China shipping giant China Ocean Shipping (Group) Company (COSCO) is in talks to own part of a major Greek port giving it increased access to European markets.
Company officials said COSCO Hellas, the firm's subsidiary in Greece, is interested in taking part in possible plans to buy shares in the Piraeus Port Authority (PPA).
So said an official surnamed Chen at COSCO's port operations department.
PPA handles almost 60 per cent of all Greek shipping.
Chen said COSCO President Wei Jiafu discussed port investment when he met Greek Prime Minister Kostas Karamanlis in January, who was on an official visit to China.
Chen would not give further details as talks are in the initial stages.
The chance to buy into ports was created with the privatization of significant ports in Greece, including Piraeus.
The Greek Government owns 74.1 per cent of PPA at the moment.
The Thessalonica Port Authority said COSCO Hellas has also expressed an interest in developing co-operative ties with the northern Greek port.
Another firm, China Shipping Group (CSG) China's second-largest shipping company is seeking facilities in the Greek port of Crete.
COSCO President Wei Jiafu said earlier that port investment is a priority for the company's future expansion.
In December the group was involved in a joint venture formed by AP Moeller-Maersk and Hutchison Whampoa to buy and develop the second phase of Shanghai's Yangshan port. COSCO Pacific, a port investor affiliated to the Group, took 10 per cent of the venture.
In December, the group also signed an agreement to buy a 20 per cent stake in the Suez Canal Container Terminal in Egypt, its first port investment in the Middle East.
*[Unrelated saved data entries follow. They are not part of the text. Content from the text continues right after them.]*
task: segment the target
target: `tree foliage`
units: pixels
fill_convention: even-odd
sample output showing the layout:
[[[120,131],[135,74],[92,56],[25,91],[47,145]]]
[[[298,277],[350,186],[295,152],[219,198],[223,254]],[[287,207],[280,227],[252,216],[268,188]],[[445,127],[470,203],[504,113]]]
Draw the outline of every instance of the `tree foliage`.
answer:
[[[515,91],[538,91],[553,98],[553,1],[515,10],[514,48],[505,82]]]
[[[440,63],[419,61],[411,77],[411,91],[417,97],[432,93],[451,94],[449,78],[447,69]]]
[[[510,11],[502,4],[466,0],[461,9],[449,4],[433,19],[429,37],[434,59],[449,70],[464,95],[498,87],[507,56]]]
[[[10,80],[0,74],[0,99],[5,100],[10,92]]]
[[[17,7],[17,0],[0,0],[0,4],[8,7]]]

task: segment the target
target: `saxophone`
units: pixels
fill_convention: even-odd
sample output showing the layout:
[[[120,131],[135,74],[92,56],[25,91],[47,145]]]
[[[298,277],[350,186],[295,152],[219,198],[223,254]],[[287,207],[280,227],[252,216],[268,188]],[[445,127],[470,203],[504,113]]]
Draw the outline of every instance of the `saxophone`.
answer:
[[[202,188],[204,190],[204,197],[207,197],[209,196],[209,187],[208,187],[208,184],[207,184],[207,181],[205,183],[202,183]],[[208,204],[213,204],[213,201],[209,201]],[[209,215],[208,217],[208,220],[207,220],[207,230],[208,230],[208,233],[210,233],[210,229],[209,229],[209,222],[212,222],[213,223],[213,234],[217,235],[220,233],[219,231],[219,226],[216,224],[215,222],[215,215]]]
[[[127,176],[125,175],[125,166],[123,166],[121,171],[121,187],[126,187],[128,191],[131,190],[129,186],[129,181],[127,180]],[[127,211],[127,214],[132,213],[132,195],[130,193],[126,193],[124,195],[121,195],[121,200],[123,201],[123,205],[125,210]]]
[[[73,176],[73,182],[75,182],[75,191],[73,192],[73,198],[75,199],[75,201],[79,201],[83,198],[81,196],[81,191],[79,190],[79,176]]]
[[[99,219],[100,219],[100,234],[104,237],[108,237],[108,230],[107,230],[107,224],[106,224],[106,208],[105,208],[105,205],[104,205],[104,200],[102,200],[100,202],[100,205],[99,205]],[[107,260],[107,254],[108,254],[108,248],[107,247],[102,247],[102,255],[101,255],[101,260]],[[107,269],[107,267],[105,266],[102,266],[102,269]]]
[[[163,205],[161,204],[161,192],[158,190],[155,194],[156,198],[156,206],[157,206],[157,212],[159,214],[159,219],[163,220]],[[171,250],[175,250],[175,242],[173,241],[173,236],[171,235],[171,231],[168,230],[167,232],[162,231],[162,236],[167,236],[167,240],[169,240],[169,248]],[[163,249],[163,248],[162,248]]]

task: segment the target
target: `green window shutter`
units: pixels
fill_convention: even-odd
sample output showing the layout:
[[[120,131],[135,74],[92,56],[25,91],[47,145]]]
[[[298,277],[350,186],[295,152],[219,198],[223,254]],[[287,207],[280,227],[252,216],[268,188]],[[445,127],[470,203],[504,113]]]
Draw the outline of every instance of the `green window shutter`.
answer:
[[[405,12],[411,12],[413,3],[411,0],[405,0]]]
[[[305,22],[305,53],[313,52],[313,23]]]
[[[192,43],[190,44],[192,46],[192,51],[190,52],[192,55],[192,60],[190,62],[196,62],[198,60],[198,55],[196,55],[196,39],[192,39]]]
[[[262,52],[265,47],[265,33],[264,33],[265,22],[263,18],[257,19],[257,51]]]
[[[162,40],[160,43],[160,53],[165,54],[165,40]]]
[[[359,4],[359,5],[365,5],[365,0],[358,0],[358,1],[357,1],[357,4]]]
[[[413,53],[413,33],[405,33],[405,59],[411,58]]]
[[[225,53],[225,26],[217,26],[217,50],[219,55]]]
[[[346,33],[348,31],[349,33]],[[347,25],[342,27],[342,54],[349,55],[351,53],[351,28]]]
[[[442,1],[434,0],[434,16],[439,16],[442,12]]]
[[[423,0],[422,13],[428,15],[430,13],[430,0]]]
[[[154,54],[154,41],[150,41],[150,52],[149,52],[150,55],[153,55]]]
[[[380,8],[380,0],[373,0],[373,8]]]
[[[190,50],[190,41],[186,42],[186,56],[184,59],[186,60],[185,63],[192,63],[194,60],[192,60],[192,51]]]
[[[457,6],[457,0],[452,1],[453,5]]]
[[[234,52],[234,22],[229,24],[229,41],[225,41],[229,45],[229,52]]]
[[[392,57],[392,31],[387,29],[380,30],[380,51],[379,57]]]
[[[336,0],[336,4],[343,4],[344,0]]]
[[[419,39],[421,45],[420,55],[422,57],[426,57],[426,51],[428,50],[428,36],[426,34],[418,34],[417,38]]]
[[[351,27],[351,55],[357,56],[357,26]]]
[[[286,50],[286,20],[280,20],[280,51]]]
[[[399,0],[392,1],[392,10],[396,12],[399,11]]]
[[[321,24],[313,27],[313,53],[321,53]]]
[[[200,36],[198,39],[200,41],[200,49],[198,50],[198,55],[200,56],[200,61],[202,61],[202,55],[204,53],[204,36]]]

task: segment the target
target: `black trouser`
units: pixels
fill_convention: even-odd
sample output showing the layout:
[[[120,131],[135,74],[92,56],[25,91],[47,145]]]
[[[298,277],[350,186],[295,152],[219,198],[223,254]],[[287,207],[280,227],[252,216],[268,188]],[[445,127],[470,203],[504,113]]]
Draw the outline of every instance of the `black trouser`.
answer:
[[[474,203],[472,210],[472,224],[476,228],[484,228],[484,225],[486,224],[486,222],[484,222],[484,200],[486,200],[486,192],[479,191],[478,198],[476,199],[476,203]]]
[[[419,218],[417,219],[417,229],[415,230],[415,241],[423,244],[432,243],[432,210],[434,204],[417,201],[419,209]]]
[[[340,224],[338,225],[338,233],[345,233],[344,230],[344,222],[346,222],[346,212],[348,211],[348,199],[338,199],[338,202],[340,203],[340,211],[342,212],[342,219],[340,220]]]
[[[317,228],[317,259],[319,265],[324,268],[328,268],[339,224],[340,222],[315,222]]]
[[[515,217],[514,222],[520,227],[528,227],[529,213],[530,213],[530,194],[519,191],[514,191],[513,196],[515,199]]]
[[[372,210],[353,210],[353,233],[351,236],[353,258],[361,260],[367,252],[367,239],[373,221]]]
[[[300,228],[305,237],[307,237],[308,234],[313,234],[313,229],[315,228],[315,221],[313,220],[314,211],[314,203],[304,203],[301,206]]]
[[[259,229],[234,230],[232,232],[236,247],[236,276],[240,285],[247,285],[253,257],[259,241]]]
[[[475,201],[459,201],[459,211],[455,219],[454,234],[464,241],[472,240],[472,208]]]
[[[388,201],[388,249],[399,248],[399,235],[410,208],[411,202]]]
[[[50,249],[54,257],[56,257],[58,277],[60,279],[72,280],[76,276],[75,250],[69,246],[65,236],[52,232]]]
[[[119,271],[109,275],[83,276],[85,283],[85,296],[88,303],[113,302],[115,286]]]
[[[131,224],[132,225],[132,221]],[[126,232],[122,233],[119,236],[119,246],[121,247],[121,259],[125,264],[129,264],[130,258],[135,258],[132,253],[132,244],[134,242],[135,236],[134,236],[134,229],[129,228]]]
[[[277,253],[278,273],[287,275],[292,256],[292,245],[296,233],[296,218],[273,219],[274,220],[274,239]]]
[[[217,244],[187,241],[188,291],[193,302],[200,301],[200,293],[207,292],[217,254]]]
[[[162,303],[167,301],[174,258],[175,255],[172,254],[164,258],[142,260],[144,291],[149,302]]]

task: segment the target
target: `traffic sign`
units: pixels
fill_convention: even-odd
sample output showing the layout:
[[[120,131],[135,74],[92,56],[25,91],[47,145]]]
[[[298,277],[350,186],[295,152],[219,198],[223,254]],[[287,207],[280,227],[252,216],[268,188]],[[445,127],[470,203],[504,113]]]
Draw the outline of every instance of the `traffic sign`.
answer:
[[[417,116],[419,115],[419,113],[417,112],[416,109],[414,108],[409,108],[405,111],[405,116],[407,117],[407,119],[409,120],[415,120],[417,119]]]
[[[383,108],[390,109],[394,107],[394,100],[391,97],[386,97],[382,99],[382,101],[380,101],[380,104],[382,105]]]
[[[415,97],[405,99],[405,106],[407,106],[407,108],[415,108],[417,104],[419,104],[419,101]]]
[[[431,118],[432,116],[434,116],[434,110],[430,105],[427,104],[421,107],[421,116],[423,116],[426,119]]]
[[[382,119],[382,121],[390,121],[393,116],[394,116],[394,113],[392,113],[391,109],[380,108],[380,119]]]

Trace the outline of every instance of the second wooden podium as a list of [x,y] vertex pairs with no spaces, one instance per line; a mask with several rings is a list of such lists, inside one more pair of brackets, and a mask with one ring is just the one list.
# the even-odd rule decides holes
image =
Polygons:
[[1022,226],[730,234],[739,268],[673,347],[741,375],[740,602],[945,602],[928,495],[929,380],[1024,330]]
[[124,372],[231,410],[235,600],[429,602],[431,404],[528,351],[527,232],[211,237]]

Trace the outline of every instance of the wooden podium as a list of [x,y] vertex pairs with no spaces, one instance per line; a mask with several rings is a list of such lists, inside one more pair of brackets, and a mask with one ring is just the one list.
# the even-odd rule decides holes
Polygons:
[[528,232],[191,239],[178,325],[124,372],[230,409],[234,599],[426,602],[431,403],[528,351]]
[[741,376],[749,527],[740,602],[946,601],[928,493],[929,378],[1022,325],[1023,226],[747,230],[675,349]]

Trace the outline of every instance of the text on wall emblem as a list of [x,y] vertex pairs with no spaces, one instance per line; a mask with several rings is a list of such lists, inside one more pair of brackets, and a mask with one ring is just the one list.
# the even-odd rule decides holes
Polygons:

COSCO now holds stakes in a number of Chinese ports in the Pearl River Delta, the Yangtze River Delta and the Bohai Rim in northern China.
Outside of China, it has a 49 per cent stake in a terminal in Singapore, a 25 per cent stake in Belgium's Antwerp port and stakes in other ports in the United States.
COSCO is expected to register a pre-tax profit of around 20 billion yuan (US$2.5 billion) in 2005, breaking all past records, said Chen.